Mahfud MD: Sekretaris Mahkamah



Sekretaris Mahkamah
Oleh: Moh Mahfud MD

Pada 23 Agustus 2008, dua hari setelah terpilih sebagai ketua Mahkamah Konstitusi (MK), saya bersama Wakil Ketua MK terpilih Prof Mukthie Fajar memanggil Janedjri M Gaffar (Janed) untuk memberi tahu kepada Janed bahwa dirinya akan diangkat kembali menjadi sekretaris jenderal (sekjen) MK.

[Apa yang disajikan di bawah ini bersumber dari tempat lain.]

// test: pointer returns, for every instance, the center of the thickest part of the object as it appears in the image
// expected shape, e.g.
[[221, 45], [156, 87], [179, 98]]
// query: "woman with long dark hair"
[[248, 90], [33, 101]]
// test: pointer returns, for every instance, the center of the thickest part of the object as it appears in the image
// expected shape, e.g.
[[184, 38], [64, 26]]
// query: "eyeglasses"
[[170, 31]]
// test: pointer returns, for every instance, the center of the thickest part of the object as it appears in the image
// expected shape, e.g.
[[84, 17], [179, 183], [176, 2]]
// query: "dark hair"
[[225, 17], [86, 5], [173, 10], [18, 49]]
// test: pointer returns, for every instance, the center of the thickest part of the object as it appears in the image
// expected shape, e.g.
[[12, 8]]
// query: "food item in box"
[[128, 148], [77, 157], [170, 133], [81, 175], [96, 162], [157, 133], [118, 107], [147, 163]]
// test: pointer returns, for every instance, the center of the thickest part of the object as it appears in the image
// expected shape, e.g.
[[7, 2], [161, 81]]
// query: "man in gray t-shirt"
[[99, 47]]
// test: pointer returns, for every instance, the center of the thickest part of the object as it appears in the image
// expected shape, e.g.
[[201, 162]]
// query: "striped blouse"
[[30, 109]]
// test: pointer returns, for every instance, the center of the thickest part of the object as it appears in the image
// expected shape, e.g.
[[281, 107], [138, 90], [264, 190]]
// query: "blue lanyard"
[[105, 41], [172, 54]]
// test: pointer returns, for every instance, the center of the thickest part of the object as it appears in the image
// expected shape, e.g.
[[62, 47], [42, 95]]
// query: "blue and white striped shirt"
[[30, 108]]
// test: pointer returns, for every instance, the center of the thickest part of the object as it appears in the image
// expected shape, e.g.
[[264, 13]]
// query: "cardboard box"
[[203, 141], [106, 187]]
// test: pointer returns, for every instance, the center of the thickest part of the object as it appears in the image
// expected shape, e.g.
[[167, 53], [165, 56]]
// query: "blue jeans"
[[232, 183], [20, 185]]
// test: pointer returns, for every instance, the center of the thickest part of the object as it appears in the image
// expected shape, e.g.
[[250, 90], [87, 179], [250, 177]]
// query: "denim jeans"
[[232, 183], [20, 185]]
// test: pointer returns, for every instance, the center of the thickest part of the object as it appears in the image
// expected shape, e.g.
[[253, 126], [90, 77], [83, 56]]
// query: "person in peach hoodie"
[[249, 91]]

”Setelah mendengar banyak masukan dan mempertimbangkan track record Saudara, kami memutuskan untuk memperpanjang tugas Saudara sebagai sekjen,” kata saya. Kepadanya, saya menjelaskan bahwa sekretaris adalah jantung organisasi. Bagus sekretaris, baguslah organisasi; rusak sekretaris, rusaklah organisasi.

Agar organisasi bagus dan bersih bukan hanya keterampilan teknis dan urusan birokrasi yang harus dikuasai, melainkan lebih dari itu, adalah integritas moral dan kejujuran. Saya masih ingat ketika saya menekankan tiga hal kepada Janed. Pertama, Saudara adalah pelayan administratif tugas-tugas hakim, tidak boleh ikut mengurus perkara, bahkan juga tidak boleh tahu soal perkara.

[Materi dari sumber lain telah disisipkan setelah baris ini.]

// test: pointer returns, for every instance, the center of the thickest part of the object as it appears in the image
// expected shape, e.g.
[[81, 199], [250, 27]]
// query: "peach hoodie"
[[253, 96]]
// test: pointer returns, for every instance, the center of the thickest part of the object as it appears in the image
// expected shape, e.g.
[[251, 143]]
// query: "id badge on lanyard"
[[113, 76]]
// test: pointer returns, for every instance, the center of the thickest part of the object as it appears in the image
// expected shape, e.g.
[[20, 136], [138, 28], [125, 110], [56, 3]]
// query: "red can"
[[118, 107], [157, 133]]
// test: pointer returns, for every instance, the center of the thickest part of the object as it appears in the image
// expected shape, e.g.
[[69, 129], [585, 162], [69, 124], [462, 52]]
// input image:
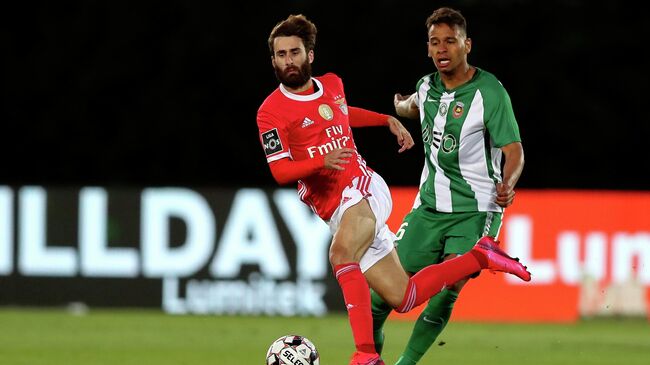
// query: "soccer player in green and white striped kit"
[[468, 126]]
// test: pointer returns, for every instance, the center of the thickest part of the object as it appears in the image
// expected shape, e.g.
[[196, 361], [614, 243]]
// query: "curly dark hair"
[[447, 16], [297, 25]]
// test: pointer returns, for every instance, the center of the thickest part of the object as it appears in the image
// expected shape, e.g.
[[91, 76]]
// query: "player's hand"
[[505, 195], [398, 99], [338, 157], [404, 138]]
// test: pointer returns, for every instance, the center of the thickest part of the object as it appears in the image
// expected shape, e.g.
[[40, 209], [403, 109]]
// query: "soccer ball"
[[292, 350]]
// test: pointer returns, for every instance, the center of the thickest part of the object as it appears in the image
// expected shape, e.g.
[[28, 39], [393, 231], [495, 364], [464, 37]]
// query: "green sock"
[[380, 312], [428, 326]]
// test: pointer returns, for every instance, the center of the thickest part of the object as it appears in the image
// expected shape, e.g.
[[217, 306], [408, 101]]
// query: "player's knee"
[[341, 254]]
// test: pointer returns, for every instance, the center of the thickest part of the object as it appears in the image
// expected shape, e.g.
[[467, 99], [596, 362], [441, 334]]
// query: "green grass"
[[138, 337]]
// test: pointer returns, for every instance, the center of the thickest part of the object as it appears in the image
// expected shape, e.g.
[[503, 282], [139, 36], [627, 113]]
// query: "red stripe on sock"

Kedudukan Saudara adalah pejabat birokrasi pemerintahan di sini, sedangkan hakim adalah pejabat negara. Jadi secara ketatanegaraan, sekretaris itu lebih rendah daripada hakim, dan karenanya tidak boleh mengatur-atur hakim. Kalau ada orang mau berkonsultasi, apalagi meminta tolong tentang perkara kepada Saudara, katakan bahwa Saudara tidak tahu karena bukan tugas Saudara.

Kedua, Saudara tidak boleh mencarikan apalagi memberikan uang untuk keperluan saya di luar batas yang telah ditentukan oleh peraturan perundang- undangan. Saya adalah ketua di sini, saya tak perlu diservis dengan cara mencari-cari atau memaksakan ada anggaran aneh untuk ketua.

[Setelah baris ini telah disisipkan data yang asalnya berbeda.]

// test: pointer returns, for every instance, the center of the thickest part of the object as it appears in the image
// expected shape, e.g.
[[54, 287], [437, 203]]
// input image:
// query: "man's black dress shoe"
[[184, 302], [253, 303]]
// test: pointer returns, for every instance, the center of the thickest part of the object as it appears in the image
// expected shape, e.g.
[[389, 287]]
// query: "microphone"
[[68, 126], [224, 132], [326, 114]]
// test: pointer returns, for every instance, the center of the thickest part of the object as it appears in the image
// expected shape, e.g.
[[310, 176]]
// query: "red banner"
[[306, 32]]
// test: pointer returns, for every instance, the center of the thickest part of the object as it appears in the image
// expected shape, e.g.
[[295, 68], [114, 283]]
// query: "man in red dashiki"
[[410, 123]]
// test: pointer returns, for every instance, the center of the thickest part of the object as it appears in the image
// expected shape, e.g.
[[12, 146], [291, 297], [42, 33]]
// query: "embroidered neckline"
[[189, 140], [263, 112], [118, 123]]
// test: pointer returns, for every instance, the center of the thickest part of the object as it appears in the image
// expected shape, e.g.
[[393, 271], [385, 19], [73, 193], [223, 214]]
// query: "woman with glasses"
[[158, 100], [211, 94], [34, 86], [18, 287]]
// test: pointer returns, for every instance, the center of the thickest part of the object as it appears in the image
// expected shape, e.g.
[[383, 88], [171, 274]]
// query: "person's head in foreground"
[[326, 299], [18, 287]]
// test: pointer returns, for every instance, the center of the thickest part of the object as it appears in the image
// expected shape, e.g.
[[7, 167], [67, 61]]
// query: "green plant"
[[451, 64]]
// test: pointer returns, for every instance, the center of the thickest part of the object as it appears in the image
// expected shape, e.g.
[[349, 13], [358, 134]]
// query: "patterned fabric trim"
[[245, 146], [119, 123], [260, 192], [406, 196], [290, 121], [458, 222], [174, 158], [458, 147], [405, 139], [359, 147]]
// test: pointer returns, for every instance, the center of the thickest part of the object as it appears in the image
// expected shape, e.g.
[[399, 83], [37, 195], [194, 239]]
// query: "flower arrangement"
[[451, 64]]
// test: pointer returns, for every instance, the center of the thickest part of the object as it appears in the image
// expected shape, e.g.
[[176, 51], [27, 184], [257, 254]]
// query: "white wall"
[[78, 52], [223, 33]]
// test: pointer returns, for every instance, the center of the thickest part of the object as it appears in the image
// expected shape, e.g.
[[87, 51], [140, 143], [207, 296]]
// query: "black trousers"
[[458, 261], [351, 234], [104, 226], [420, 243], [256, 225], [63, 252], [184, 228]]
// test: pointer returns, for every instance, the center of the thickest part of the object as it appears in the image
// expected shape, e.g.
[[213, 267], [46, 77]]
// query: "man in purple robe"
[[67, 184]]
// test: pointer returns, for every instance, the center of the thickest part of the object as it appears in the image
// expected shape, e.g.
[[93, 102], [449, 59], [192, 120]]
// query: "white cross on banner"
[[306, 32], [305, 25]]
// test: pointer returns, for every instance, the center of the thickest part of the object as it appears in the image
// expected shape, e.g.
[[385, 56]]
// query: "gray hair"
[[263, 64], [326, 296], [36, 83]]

Saya hanya mau menerima uang yang sah dan disediakan oleh negara. Ini penting, karena yang saya dengar banyak sekjen atau dirjen selalu mencarikan anggaran ekstra untuk pimpinan lembaga, bahkan untuk keluarga pimpinannya. Ketiga, yang Saudara layani di sini adalah hakim, bukan istri hakim atau suami hakim.

Oleh sebab itu, Saudara tidak boleh menerima perintah dari istri saya atau istri dan suami para hakim. Fasilitas yang disediakan oleh negara untuk para hakim dan keluarganya harus sesuai dengan porsi yang sudah disediakan oleh negara. Tidak boleh mencari-carikan dana untuk keperluan keluarga hakim.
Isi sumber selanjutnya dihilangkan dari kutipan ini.